Psychological Photography, Passion for a Subject- Gabriel Isak, Lexi Laine and Hiroshi Sugimoto

Gabriel Isak – “Gabriel Isak’s work entails surreal and melancholic scenes where he invites the viewer to interact with the inner world of solitary figures that symbolize our own unconscious states. He used photography as a medium to draw and paint surreal images, minimal and graphic in its aesthetic, rich in symbolism and emotion, focusing on themes inspired by human psychology, dreams and romanticism, as well as his own experiences, especially the years he went through depression. Isak’s work is a serene and melancholic meditation that stills the chaos of life and transforms into an introspective journey that questions the depths of existence. The objective of Gabriel Isak’s art is to shine a light on the experiences of being and the states of mind those brings along. His subjects are anonymous with the slightest glimmerings of consciousness, imprisoned in monochromatic settings, so the viewer can envision oneself as the subject, reflecting back on one’s own experiences and journey in life.”

A few things I picked out from the statement is the use of symbolism to create generalisation, the person may be male or female but there isn’t enough detail, such as a face to focus on just one person. The work is made to generalise the emotion to humans and to relate to everyone. Again like John Darwell this project is based around depression but with a very different representation. This takes a less documentary approach and a more artistic style with surrealism and a minimal aesthetic, just to show that it isn’t about detail, but a dull colour pallet and an insight to the unconscious state.

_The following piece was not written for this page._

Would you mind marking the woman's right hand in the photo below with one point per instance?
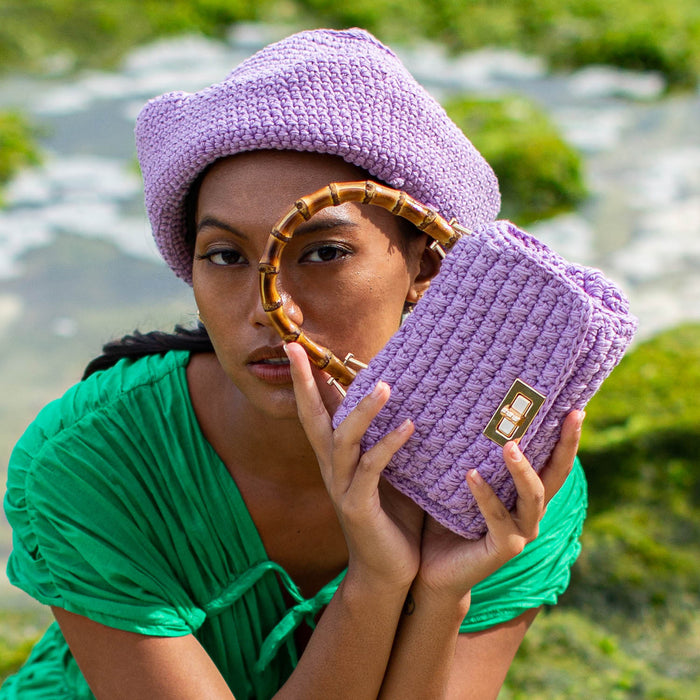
(382, 527)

Lexi Laine – “I strive to capture the beauty of natural aquatic landscapes and that true feeling of freedom I experience underwater”. “for me the most amazing thing about being underwater, is that everything in the real world, just disappears for a while. There’s no distractions or stress, just quietness and nature.”. “I like to try to tell a story with my images, I want to show the feeling of being in another world. The beauty and the power of that magical place beneath the waves.”. “Ocean conservation is very important to me, and through my art I hope to show my passion for preserving this precious part of our planet.”. “I’ll always be fascinated by the surface of the water, I see it as a portal between the two very different worlds, and I don’t think I’ll ever stop wanting to explore ways to capture this”. “The way the light plays with the constantly moving water, is as unpredictable as it is beautiful, as photographers we are always on the hunt for magical light, and the best I’ve found is definitely being a few meters under the surface.”. “I guess what I love about photography, is that it allows me to share an insight into my dreamworld.”. “I want to show feelings of strength and euphoria, and also at times of vulnerability.”. “My aim is to transport the viewer into these dreamscapes, and hopefully they can find in these images, their own fears and fearlessness”.

Lexi Laine’s work takes a less psychological approach to photography but her passion to create “a portal between the two very different worlds” is very similar to my own. The language to describe what it’s like underwater I find very familiar “There’s no distractions or stress, just quietness and nature”. Laine works towards creating a visual representation of this mythical world of nature, the woman is held and suspended by the water, it keeps her safe in an old world. The visual approach I find is very fairytale-esk, the dresses and use of nature to create something that looks unreal and dreamy is very effective at showing the dynamic nature of this waterworld. Just listening to Laine talk about her passion inspires my own to try out new photos, to include the environment and myself in new photos.


Hiroshi Sugimoto – “Water and air. So very commonplace are these substances, they hardly attract attention – and yet they vouchsafe our very existence. The beginnings of life are shrouded in myth. Let there be water and air. Living phenomena spontaneously generated from water and air in the presence of light, though that could easily suggest random coincidence as a Deity. Lets just say that there happened to be a planet with water and air in our solar system, and moreover at precisely the right distance from the sun for the temperatures required to coax forth life. While hardly inconceivable that at least one such planet should exist in the vast reaches of universe, we search in vain for another similar example. Mystery of mysteries, water and air are right there before us in the sea. Every time I view the sea, I feel a calming sense of security, as if visiting my ancestral home; I embark on a voyage of seeing.”.

Sugimoto’s work is very minimalist and lets the water and weather make up its own scene. The 50/50 composition creates a scene that can be recognised around the world but reveals little. This view is very common but is unique to our lives, it can be calm or a storm and has many psychological and religious links “I feel a calming sense of security, as if visiting my ancestral home; I embark on a voyage of seeing”. The never-ending scenes are shrouded in mystery, the horizon seemingly forever continuous, it is so unique yet many ignore or have forgotten about this. Sugimoto has shown me how simple an image can be and how effective it is capable of, this reminds me of photographing a wall of water interacting with a surface of water. The two different axis create a turbulent surface but are exactly the same, they shield each side from a different world, just like Lexi Laine’s portal to another world.